Global Ice Melt matches the worst-case climate scenario, study says

Photographer: Arterra / Universal Images Group Editorial / Getty Images

Melting on the ice sheets has accelerated so much over the past three decades that it is now consistent with the worst climate warming scenarios outlined by scientists.

In total, 28 trillion tons of ice were lost between 1994 and 2017 a research paper published in The cryosphere on Monday. The research team led by the University of Leeds in the UK was the first to conduct a global study of global ice loss using satellite data.

Discover dynamic updates of Earth’s major data points

“The ice sheets are now following the worst climate warming scenarios set by the Intergovernmental Panel on Climate Change,” lead author Thomas Slater said in a statement. statement. “While every region we studied lost ice, the ice sheet losses in Antarctica and Greenland have accelerated the most.”

Melting ice from plates and glaciers is contributing to global warming and indirectly affecting sea level rise, which in turn increases the risk of flooding in coastal communities. Earth’s north and south poles is warming more than twice as fast as the rest of the planet.
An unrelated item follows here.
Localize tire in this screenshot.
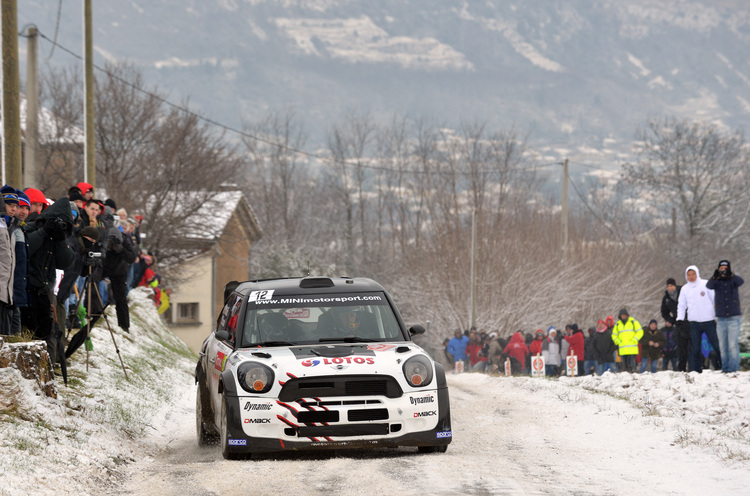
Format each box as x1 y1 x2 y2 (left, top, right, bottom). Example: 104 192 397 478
195 383 219 447
219 397 242 460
In 2020, a year of absorb heat, Arctic sea ice has been hovering around its lowest ever for most of the year.

The new research, which used information from the European Space Agency network of satellites, found that the Earth lost 1.3 trillion tons of ice in 2017, accelerating from 0.8 trillion tons per year in the 1990s.
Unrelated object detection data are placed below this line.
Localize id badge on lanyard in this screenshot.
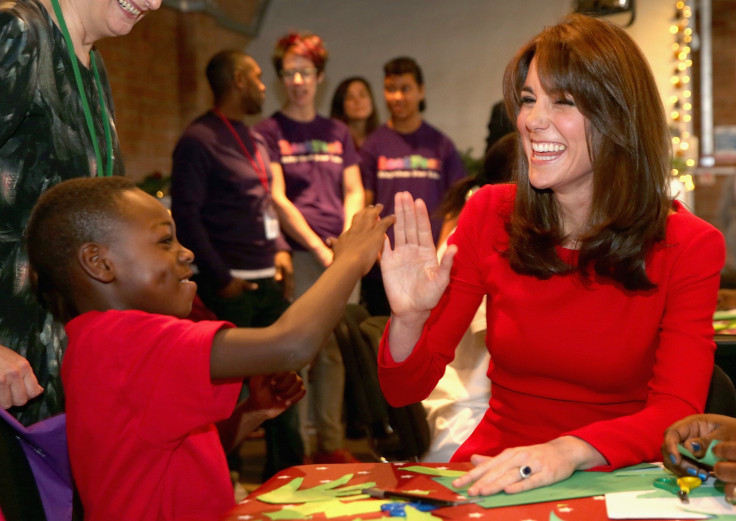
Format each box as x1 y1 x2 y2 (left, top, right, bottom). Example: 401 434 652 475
263 197 281 241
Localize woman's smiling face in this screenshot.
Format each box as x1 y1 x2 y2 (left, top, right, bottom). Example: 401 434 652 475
516 58 593 200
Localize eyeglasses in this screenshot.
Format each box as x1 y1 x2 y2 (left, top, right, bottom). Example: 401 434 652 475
281 67 317 81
The lost ice corresponds to a 100 meter thick layer of ice that can cover the entire UK. Another way of seeing it is as 28 giant ice cubes – one for every trillion metric tons of ice lost – each larger than Mount Everest and measuring 10 kilometers in width, height and depth, the scientists said.

“One of the primary roles of Arctic sea ice is to reflect solar radiation back into space, keeping the Arctic cool,” said Isobel Lawrence, a researcher at Leeds’ Center for Polar Observation and Modeling. “As the sea ice shrinks, more solar energy is being absorbed by the oceans and atmosphere, warming the Arctic faster than anywhere else in the world.”

The study, which also analyzed 215,000 mountain glaciers around the planet, concluded that half of the losses were due to ice on land, including from mountain glaciers and the Greenland and Antarctica ice sheets. These losses have caused sea levels to rise by an estimated 35 millimeters worldwide.